Lui et moi devions écrire un livre ensemble sur les mutations politiques et culturelles dans les années soixante, pour la prestigieuse collection U2 chez Armand Colin. Cassen se serait chargé de la politique, et moi de la culture. Mais le mandarin qui dirigeait cette collection, Paul Bacquet, avait refusé ma collaboration au motif que je n’avais qu’une maîtrise. Très correct, Cassen retira le projet et me présenta aux gens de Bordas. Plus particulièrement Jacques Bouillon. Ce fut pour moi un grand honneur et un grand plaisir que de travailler son sa direction : Bouillon était en effet l'auteur de manuels d'histoire que j'avais utilisés au lycée comme quantité d'autres élèves de France.

 

Le livre parut en 1971. J’avais à peine vingt-trois ans et la très grande joie de pouvoir livrer à un public que j’espérais important le fruit de mes connaissances, de mes expériences, de ma sensibilité, de mes convictions. J’avais intitulé la première partie du livre “ Les autres Anglais ”. J’y passais en revue tous les Anglais qui n’entraient pas dans le moule dominant : les immigrés, les Teddy boys, les hippies., les skinheads.
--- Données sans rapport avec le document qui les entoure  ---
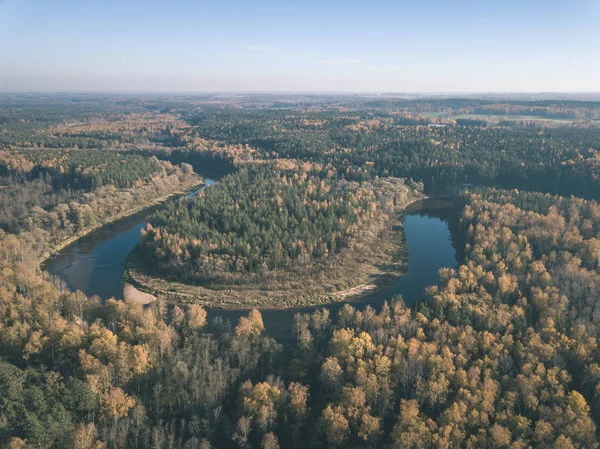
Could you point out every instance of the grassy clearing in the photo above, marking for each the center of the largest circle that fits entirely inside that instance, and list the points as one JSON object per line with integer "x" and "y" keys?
{"x": 373, "y": 263}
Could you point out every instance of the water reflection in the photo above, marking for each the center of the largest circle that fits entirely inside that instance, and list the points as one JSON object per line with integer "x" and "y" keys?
{"x": 95, "y": 263}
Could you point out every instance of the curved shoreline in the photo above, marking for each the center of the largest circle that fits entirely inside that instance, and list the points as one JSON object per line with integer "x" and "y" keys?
{"x": 232, "y": 299}
{"x": 56, "y": 249}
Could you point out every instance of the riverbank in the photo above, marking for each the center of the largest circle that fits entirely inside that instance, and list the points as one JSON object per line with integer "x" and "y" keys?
{"x": 374, "y": 263}
{"x": 186, "y": 189}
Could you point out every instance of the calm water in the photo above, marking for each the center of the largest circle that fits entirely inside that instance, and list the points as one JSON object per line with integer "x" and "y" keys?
{"x": 95, "y": 263}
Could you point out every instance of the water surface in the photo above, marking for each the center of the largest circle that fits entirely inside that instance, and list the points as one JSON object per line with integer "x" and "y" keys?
{"x": 95, "y": 263}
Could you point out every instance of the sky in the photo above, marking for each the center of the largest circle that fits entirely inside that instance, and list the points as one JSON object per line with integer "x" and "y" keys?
{"x": 450, "y": 46}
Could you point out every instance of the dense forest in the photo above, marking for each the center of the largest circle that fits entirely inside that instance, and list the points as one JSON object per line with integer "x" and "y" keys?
{"x": 503, "y": 353}
{"x": 267, "y": 219}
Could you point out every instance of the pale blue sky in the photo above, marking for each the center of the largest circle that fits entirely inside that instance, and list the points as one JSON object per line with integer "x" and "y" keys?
{"x": 335, "y": 46}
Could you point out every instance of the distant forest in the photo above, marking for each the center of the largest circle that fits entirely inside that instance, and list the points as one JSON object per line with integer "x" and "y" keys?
{"x": 503, "y": 353}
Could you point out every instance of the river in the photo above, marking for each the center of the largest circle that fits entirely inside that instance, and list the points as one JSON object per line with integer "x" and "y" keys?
{"x": 94, "y": 264}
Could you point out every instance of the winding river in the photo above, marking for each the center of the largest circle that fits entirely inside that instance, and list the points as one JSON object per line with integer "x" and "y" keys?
{"x": 94, "y": 264}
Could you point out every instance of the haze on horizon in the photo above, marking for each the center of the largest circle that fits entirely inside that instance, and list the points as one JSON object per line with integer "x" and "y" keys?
{"x": 320, "y": 46}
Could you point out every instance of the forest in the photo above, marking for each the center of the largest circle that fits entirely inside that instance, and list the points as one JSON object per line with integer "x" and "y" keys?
{"x": 503, "y": 353}
{"x": 266, "y": 219}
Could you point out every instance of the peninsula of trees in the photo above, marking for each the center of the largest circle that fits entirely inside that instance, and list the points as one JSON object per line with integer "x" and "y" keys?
{"x": 503, "y": 353}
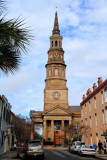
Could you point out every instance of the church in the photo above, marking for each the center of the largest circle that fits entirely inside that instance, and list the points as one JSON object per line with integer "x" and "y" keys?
{"x": 57, "y": 114}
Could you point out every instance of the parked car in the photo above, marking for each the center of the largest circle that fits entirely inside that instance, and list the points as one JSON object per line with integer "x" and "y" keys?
{"x": 35, "y": 148}
{"x": 86, "y": 150}
{"x": 21, "y": 150}
{"x": 76, "y": 145}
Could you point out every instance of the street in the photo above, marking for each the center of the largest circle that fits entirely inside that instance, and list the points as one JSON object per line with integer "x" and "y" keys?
{"x": 63, "y": 155}
{"x": 50, "y": 154}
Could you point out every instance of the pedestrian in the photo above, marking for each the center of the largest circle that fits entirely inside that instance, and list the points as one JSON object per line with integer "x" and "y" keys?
{"x": 104, "y": 147}
{"x": 95, "y": 146}
{"x": 100, "y": 147}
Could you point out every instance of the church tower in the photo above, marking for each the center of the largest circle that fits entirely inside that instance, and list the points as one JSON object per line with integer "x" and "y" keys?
{"x": 55, "y": 92}
{"x": 57, "y": 115}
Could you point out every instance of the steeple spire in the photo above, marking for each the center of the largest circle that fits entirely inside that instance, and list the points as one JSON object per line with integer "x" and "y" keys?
{"x": 56, "y": 25}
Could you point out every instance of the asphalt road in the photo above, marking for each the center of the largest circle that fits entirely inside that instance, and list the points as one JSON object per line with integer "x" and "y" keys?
{"x": 63, "y": 155}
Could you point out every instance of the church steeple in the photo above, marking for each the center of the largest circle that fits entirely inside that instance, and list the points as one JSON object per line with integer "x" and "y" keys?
{"x": 56, "y": 25}
{"x": 56, "y": 91}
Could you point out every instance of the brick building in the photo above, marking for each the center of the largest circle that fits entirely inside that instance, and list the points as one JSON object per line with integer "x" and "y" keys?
{"x": 94, "y": 112}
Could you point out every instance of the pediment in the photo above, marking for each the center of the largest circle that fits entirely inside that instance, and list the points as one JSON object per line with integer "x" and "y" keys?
{"x": 58, "y": 111}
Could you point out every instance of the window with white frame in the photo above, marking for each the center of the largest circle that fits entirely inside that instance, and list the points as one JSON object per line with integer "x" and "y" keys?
{"x": 97, "y": 138}
{"x": 63, "y": 72}
{"x": 86, "y": 121}
{"x": 95, "y": 102}
{"x": 106, "y": 113}
{"x": 90, "y": 122}
{"x": 89, "y": 106}
{"x": 56, "y": 72}
{"x": 103, "y": 115}
{"x": 49, "y": 72}
{"x": 95, "y": 119}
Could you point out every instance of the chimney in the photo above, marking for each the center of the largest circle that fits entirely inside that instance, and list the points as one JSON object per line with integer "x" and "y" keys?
{"x": 94, "y": 86}
{"x": 100, "y": 81}
{"x": 83, "y": 97}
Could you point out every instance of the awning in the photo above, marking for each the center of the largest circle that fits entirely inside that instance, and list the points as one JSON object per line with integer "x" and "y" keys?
{"x": 104, "y": 134}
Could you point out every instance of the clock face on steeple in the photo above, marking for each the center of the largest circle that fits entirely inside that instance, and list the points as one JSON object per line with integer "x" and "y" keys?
{"x": 56, "y": 95}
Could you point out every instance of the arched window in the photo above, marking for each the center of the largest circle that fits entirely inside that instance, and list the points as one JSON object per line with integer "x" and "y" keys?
{"x": 63, "y": 72}
{"x": 49, "y": 72}
{"x": 56, "y": 72}
{"x": 56, "y": 43}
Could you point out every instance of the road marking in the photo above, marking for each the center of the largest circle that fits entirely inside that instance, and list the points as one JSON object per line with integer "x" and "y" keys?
{"x": 57, "y": 153}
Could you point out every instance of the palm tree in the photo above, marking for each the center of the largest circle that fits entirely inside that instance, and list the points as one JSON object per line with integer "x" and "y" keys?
{"x": 14, "y": 40}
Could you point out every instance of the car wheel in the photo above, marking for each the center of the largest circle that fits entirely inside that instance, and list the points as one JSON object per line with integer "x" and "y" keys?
{"x": 42, "y": 156}
{"x": 80, "y": 154}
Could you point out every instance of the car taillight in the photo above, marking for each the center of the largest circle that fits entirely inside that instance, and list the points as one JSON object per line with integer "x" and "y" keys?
{"x": 84, "y": 150}
{"x": 92, "y": 150}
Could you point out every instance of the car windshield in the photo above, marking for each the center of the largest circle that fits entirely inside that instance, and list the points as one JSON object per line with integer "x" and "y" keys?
{"x": 34, "y": 143}
{"x": 80, "y": 143}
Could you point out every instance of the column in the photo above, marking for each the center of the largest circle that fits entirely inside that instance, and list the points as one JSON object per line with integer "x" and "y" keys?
{"x": 44, "y": 130}
{"x": 32, "y": 131}
{"x": 62, "y": 133}
{"x": 52, "y": 130}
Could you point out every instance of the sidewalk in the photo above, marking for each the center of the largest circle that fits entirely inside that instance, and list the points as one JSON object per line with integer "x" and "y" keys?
{"x": 101, "y": 156}
{"x": 9, "y": 156}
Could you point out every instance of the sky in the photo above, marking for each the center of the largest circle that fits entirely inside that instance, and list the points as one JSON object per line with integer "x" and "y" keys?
{"x": 83, "y": 26}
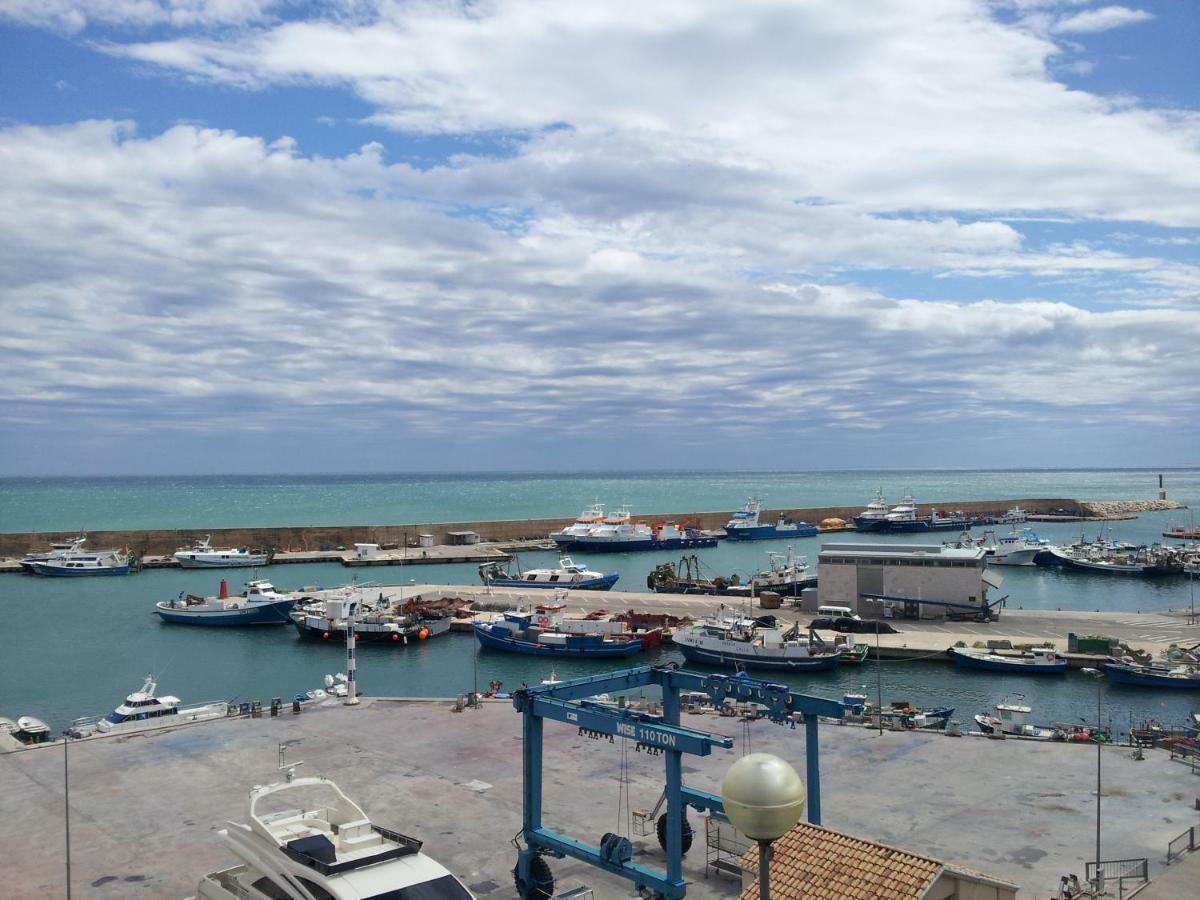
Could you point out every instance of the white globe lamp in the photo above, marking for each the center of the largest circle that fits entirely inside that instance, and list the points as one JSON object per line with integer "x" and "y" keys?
{"x": 763, "y": 798}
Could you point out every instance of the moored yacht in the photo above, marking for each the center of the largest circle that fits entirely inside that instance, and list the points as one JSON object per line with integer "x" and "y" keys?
{"x": 259, "y": 604}
{"x": 755, "y": 643}
{"x": 203, "y": 555}
{"x": 142, "y": 709}
{"x": 306, "y": 839}
{"x": 747, "y": 525}
{"x": 871, "y": 517}
{"x": 568, "y": 575}
{"x": 77, "y": 561}
{"x": 57, "y": 549}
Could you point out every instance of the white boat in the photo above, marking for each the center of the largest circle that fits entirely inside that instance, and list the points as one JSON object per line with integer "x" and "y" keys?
{"x": 567, "y": 575}
{"x": 306, "y": 839}
{"x": 142, "y": 711}
{"x": 1014, "y": 516}
{"x": 31, "y": 730}
{"x": 259, "y": 604}
{"x": 754, "y": 643}
{"x": 57, "y": 550}
{"x": 871, "y": 517}
{"x": 203, "y": 555}
{"x": 1012, "y": 719}
{"x": 77, "y": 561}
{"x": 1017, "y": 549}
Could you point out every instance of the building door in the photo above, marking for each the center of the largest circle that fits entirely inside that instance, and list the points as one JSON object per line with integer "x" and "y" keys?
{"x": 870, "y": 580}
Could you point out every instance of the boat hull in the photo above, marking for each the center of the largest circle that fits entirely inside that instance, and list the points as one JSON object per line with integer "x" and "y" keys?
{"x": 1125, "y": 675}
{"x": 489, "y": 637}
{"x": 187, "y": 562}
{"x": 727, "y": 659}
{"x": 604, "y": 583}
{"x": 991, "y": 663}
{"x": 435, "y": 628}
{"x": 276, "y": 613}
{"x": 64, "y": 571}
{"x": 630, "y": 546}
{"x": 769, "y": 532}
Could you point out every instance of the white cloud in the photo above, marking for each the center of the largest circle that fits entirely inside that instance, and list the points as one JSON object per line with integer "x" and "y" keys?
{"x": 899, "y": 107}
{"x": 77, "y": 15}
{"x": 1102, "y": 19}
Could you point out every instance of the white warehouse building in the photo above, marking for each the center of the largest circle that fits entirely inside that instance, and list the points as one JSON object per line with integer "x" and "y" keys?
{"x": 906, "y": 580}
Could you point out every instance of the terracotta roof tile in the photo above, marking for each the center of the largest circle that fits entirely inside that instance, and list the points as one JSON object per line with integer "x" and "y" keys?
{"x": 821, "y": 864}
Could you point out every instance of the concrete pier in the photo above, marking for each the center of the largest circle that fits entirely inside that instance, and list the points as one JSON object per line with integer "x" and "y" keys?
{"x": 144, "y": 809}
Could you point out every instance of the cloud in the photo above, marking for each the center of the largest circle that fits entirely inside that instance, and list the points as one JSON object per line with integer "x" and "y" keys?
{"x": 929, "y": 107}
{"x": 1102, "y": 19}
{"x": 217, "y": 283}
{"x": 73, "y": 16}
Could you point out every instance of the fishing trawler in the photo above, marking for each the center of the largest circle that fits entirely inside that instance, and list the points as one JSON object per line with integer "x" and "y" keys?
{"x": 747, "y": 525}
{"x": 295, "y": 849}
{"x": 567, "y": 575}
{"x": 142, "y": 711}
{"x": 1039, "y": 660}
{"x": 755, "y": 643}
{"x": 617, "y": 533}
{"x": 259, "y": 604}
{"x": 544, "y": 631}
{"x": 202, "y": 555}
{"x": 375, "y": 621}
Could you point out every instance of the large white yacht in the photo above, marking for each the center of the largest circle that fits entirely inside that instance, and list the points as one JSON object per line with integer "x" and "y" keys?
{"x": 142, "y": 711}
{"x": 203, "y": 555}
{"x": 306, "y": 840}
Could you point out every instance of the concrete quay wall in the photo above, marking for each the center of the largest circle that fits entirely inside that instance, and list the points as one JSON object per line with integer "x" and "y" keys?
{"x": 312, "y": 538}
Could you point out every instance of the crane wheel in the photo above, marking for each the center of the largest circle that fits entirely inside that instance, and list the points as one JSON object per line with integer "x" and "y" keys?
{"x": 661, "y": 828}
{"x": 543, "y": 881}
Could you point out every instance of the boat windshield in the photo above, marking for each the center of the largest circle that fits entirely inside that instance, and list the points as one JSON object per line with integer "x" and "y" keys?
{"x": 444, "y": 888}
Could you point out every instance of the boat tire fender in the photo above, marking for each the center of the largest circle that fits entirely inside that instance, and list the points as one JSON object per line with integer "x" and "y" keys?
{"x": 541, "y": 881}
{"x": 687, "y": 833}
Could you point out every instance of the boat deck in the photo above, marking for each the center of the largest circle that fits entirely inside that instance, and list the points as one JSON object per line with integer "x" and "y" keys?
{"x": 144, "y": 809}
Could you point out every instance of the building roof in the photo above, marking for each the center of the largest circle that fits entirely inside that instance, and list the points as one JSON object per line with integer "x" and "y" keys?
{"x": 816, "y": 863}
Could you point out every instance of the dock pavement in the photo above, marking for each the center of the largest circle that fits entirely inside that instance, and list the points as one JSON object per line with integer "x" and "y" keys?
{"x": 145, "y": 808}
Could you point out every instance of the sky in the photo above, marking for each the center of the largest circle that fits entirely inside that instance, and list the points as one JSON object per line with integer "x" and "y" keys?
{"x": 370, "y": 235}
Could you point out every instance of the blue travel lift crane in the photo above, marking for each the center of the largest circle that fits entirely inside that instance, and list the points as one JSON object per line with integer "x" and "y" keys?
{"x": 567, "y": 702}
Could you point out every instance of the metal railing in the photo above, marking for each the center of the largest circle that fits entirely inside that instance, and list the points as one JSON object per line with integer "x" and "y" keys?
{"x": 1181, "y": 845}
{"x": 1120, "y": 871}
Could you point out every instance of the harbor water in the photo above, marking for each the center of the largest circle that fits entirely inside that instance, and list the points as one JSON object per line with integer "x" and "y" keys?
{"x": 76, "y": 647}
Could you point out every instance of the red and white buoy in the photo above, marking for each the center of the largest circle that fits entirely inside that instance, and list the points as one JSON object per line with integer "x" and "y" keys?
{"x": 352, "y": 696}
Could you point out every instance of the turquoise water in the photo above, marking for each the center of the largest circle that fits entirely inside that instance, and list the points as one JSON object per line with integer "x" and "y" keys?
{"x": 76, "y": 647}
{"x": 215, "y": 502}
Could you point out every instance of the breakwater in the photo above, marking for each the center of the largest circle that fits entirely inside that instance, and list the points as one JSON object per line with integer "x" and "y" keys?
{"x": 316, "y": 537}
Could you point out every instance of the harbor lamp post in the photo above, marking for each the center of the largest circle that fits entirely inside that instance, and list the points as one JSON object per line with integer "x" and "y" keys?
{"x": 763, "y": 798}
{"x": 1098, "y": 677}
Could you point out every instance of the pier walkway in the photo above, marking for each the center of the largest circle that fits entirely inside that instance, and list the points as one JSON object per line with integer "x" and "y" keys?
{"x": 145, "y": 808}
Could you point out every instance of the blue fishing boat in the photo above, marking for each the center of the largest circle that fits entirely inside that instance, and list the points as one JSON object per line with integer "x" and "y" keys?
{"x": 78, "y": 562}
{"x": 259, "y": 604}
{"x": 755, "y": 643}
{"x": 535, "y": 634}
{"x": 747, "y": 526}
{"x": 1153, "y": 676}
{"x": 568, "y": 575}
{"x": 1041, "y": 660}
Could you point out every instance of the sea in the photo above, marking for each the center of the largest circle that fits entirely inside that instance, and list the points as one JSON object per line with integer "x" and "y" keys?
{"x": 75, "y": 647}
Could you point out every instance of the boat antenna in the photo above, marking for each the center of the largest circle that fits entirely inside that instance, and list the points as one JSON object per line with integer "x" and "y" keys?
{"x": 289, "y": 769}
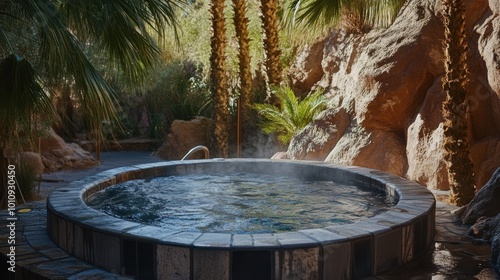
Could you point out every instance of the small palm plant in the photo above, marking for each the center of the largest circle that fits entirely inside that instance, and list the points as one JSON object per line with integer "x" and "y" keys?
{"x": 292, "y": 115}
Dans la deuxième partie, “ L’autre Culture ”, je parlais des mouvements culturels nés à la marge : le théâtre et le cinéma de contestation, le pop art et, bien sûr, la pop music. Mon livre se vendit à environ 5000 exemplaires. Je me souviens qu’un hebdomadaire d’extrême gauche, Politique Hebdo, pour qui, par la suite, j’allais écrire quelques articles, lui consacra deux pleines pages, tandis que l’ami Cassen se fendit d’une vingtaine de lignes pour Le Monde. Cette expérience d’écriture survenait après quelques autres. Ainsi, j’avais publié mon premier article sérieux en 1969 dans un hebdomadaire anglais dont j’étais un fidèle lecteur, New Society. L’article s’appelait “ Yé Yé and After ” ; j’y brossais un rapide tour d’horizon de la musique yé-yé française, en repérant que sa figure de proue, Johnny Halliday, était un caméléon au sens où il ne créait rien de personnel, se contentant de suivre, avec talent certes, les modes musicales. Et comme, en cette décennie très bouillonnante, les modes changeaient à peu près tous les six mois, son fonds de commerce était garanti.

 

Bref, après l’écriture de L’autre Angleterre, il m’est clairement apparu que j’aimais écrire, dès lors que j’écrivais sur ce qui me motivait. De fait, ce serait une véritable règle de vie chez moi : toujours tenter d’associer l’effort et le plaisir. Par exemple, si j’ai régulièrement pratiqué le vélo – j’évalue avoir fait au moins 80 000 kilomètres sur deux roues – ce qui n’est pas mal pour quelqu’un qui n’est pas sportif, d’autant que le vélo est une activité physique plutôt exigeante (« c’est dur, le vélo, disait Coluche, qu’est-ce qu’il faut être con pour aimer ça ! ») ­, c’est parce que j’ai toujours voulu éprouver du plaisir à pédaler. Plaisir physique et plaisir esthétique : ressentir les paysages, respirer le bon air. Donc, jamais de home trainer.